Sat, September 1, 9:00 to 10:30am, ICC, E5.8

Abstract

Industrial modernity features infrastructures in almost every setting for human life, including energy, communication, food and water, transportation, and many others. In this paper, I argue that the design and ongoing control of infrastructural materiality is an important source of social power, and that the maintenance of sociotechnical systems is also an essential, if often hidden, means of reproducing power. This infrastructural repair helps elites maintain control over the sociotechnical systems that are often at the center of wealth creation and cultural influence and provide the resources for elites` accumulation and ongoing access to power. Sociotechnical structures are complicated systems, and when things inevitably break down, repair is a critical means of maintaining and reproducing elites` access to these systems, including the direction and outcomes for repair---or whether repair is even seen as necessary at all. I focus on two main dimensions of repair that tend to support elites` control over infrastructural systems and the power that can be gained from this access.
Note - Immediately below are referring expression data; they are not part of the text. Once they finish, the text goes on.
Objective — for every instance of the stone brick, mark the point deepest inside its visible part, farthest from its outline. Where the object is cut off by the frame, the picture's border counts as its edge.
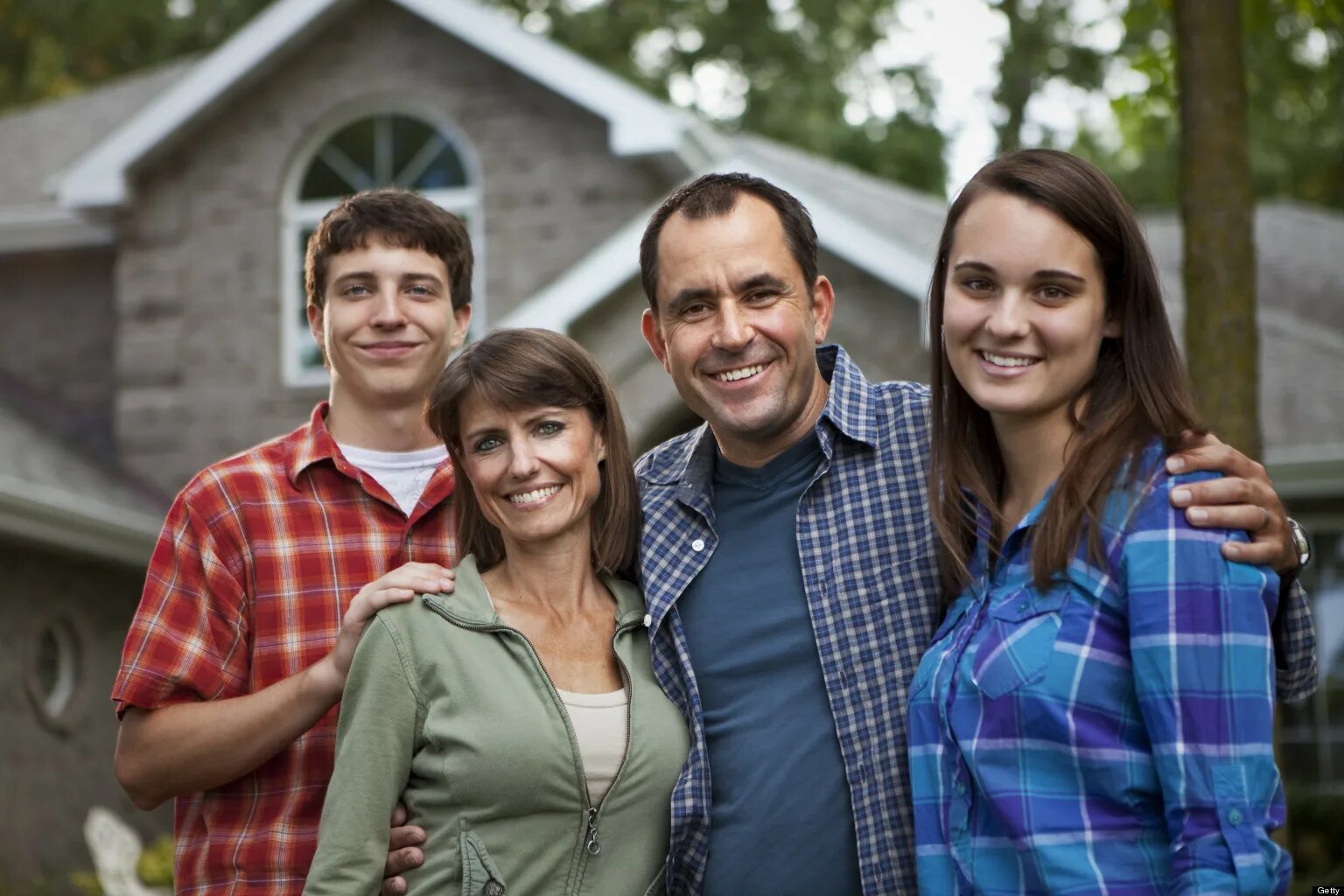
(206, 223)
(58, 773)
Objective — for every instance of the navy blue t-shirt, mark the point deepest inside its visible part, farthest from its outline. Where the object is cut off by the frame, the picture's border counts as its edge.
(781, 821)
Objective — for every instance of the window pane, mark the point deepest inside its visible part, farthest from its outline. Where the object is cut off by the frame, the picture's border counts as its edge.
(320, 182)
(444, 171)
(383, 150)
(409, 137)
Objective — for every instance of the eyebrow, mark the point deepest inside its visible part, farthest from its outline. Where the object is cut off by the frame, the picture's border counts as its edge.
(699, 293)
(368, 274)
(1048, 273)
(542, 413)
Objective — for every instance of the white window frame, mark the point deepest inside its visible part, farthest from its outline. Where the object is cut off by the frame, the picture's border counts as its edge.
(296, 216)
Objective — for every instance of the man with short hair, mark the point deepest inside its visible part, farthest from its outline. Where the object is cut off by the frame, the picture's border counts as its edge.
(788, 557)
(272, 560)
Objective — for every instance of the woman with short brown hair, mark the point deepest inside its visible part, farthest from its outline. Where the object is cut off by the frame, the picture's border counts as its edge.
(519, 718)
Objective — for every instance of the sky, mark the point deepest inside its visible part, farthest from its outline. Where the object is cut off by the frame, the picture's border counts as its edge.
(962, 42)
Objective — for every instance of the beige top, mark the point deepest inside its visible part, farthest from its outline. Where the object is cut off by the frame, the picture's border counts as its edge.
(599, 725)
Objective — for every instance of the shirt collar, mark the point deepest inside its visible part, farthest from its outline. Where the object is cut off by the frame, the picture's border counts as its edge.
(315, 444)
(471, 602)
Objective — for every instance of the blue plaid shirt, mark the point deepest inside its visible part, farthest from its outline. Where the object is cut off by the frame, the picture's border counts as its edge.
(865, 546)
(1112, 734)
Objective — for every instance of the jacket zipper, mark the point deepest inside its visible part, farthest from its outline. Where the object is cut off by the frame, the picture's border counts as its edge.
(592, 844)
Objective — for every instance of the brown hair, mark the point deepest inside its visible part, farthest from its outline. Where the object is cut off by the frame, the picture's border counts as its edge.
(1140, 388)
(519, 368)
(717, 195)
(398, 218)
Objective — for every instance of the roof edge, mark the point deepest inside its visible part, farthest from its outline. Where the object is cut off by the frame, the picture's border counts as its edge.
(55, 519)
(639, 124)
(591, 280)
(34, 228)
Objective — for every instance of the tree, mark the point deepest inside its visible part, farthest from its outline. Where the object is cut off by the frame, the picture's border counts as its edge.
(55, 47)
(802, 72)
(1042, 46)
(1294, 80)
(1216, 207)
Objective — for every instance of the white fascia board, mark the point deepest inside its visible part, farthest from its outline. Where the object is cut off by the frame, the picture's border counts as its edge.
(1313, 472)
(639, 122)
(98, 178)
(29, 228)
(617, 261)
(57, 519)
(582, 286)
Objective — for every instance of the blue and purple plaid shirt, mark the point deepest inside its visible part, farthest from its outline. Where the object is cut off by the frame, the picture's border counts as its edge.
(1112, 734)
(865, 544)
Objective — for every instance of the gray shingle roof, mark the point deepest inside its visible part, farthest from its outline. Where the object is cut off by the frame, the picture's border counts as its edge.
(38, 141)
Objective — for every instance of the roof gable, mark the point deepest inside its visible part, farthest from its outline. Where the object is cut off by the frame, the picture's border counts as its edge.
(639, 122)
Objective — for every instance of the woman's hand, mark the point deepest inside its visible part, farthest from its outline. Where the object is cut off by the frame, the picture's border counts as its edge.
(1243, 499)
(398, 586)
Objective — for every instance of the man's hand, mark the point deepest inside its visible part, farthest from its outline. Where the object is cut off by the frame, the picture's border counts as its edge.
(403, 853)
(398, 586)
(1243, 499)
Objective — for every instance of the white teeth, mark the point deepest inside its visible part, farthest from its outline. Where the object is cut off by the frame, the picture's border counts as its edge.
(1003, 360)
(742, 373)
(534, 496)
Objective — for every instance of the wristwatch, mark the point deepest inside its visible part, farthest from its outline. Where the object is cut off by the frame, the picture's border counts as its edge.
(1300, 543)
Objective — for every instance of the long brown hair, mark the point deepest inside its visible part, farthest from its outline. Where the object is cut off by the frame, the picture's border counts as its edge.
(521, 368)
(1140, 389)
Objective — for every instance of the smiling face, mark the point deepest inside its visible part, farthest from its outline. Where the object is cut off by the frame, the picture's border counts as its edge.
(534, 471)
(388, 326)
(1025, 311)
(737, 328)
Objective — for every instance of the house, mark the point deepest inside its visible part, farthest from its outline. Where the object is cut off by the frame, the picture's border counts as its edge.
(152, 238)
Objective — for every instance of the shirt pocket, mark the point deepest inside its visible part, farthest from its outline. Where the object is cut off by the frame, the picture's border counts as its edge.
(1019, 642)
(480, 876)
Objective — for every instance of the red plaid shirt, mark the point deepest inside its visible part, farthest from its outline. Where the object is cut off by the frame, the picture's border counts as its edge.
(257, 562)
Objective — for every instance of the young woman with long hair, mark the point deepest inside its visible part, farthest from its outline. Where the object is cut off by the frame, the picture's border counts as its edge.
(1096, 710)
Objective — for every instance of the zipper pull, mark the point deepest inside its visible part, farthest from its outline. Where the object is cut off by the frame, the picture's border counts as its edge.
(593, 846)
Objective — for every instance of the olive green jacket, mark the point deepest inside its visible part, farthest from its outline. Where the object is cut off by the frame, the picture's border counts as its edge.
(451, 710)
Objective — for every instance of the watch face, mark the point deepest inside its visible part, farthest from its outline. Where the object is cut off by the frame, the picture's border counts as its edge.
(1300, 543)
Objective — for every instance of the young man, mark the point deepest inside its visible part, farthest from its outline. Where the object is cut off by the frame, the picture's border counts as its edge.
(788, 557)
(270, 562)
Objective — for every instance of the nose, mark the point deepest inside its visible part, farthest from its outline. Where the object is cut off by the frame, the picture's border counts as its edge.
(388, 309)
(1008, 318)
(732, 331)
(522, 462)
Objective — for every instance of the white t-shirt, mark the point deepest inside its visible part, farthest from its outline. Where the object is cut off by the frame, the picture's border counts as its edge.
(403, 473)
(599, 722)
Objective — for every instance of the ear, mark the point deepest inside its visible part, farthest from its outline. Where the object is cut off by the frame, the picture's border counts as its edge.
(316, 326)
(598, 446)
(654, 336)
(822, 306)
(461, 321)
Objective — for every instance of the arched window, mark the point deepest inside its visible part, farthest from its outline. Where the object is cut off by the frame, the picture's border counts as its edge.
(381, 150)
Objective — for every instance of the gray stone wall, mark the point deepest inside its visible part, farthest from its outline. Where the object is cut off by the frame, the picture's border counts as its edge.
(198, 283)
(57, 339)
(879, 326)
(57, 770)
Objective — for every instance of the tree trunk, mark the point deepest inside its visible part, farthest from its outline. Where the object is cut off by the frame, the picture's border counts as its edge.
(1222, 343)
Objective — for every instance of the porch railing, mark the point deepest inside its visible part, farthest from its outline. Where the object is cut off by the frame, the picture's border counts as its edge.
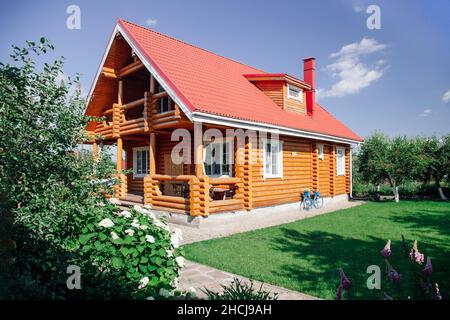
(197, 198)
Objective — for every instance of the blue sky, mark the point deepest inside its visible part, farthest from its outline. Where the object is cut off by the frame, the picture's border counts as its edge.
(393, 79)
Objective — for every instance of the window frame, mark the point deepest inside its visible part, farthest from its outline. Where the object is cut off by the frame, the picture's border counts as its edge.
(161, 104)
(135, 163)
(320, 151)
(340, 169)
(228, 147)
(279, 159)
(300, 91)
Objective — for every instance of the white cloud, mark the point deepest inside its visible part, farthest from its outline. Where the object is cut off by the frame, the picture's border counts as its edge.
(64, 78)
(357, 6)
(446, 96)
(353, 74)
(425, 113)
(151, 22)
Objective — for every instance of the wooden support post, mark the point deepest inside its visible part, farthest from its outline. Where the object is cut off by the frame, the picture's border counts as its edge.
(152, 153)
(333, 170)
(248, 175)
(198, 149)
(119, 154)
(146, 114)
(152, 85)
(120, 93)
(121, 188)
(315, 167)
(347, 169)
(95, 150)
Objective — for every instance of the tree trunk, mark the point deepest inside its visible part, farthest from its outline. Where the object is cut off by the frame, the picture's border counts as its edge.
(394, 190)
(396, 195)
(441, 193)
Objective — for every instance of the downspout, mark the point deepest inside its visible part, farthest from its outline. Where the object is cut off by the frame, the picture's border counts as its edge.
(351, 173)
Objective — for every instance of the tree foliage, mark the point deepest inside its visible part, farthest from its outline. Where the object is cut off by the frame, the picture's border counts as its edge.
(401, 160)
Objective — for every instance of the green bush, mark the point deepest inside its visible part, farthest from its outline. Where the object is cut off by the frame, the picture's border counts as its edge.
(240, 290)
(135, 246)
(51, 194)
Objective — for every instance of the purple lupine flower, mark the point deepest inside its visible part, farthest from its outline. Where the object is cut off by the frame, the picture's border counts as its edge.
(386, 252)
(437, 292)
(339, 293)
(393, 275)
(428, 267)
(415, 255)
(345, 282)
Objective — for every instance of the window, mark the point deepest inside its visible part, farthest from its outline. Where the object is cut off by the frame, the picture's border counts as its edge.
(295, 93)
(140, 162)
(340, 161)
(164, 102)
(273, 158)
(320, 151)
(218, 159)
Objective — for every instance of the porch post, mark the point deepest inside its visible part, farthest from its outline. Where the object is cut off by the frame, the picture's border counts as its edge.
(95, 150)
(119, 154)
(122, 185)
(152, 152)
(198, 152)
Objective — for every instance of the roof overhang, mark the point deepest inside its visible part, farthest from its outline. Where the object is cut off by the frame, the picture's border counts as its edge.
(268, 77)
(256, 126)
(180, 100)
(197, 116)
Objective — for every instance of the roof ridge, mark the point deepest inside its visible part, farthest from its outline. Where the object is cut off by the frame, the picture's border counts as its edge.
(191, 45)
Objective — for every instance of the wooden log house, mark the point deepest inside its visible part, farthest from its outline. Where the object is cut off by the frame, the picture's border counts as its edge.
(149, 84)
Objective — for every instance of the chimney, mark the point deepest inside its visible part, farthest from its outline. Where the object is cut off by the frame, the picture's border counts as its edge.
(309, 67)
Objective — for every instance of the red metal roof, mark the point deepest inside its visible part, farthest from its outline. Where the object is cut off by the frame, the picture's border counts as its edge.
(210, 83)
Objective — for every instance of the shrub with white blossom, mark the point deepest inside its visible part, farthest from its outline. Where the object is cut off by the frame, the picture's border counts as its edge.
(136, 246)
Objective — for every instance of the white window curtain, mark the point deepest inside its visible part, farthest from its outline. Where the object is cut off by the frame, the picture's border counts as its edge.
(141, 162)
(273, 158)
(340, 161)
(217, 160)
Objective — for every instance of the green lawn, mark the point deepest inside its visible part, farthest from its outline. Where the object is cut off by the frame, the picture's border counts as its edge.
(306, 255)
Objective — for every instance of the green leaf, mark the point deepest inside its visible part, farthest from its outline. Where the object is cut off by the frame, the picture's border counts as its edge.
(86, 237)
(117, 262)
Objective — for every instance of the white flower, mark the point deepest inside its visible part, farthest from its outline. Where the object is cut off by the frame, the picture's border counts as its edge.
(114, 235)
(140, 209)
(107, 223)
(114, 201)
(178, 233)
(174, 241)
(192, 292)
(174, 283)
(143, 282)
(180, 261)
(164, 293)
(150, 238)
(161, 224)
(125, 213)
(135, 223)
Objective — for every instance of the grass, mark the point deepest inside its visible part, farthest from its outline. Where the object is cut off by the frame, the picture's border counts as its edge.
(305, 255)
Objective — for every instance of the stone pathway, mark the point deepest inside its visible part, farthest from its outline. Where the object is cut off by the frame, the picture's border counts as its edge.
(200, 277)
(221, 225)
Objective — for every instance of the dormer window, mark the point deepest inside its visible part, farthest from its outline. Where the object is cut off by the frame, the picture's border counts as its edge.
(164, 102)
(295, 93)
The first dimension centers on the role of the state, and especially state-sponsored systems of expert knowledge and technical capacity as a means of developing and controlling sociotechnical systems. The second dimension I describe is the process of discursive repair, or the coordination of technical and cultural frames that shape the terms of debate around infrastructures, especially in times of crisis and change. To support and illustrate my argument about sociotechnical repair and power, I draw on a series of ethnographic and historical case studies.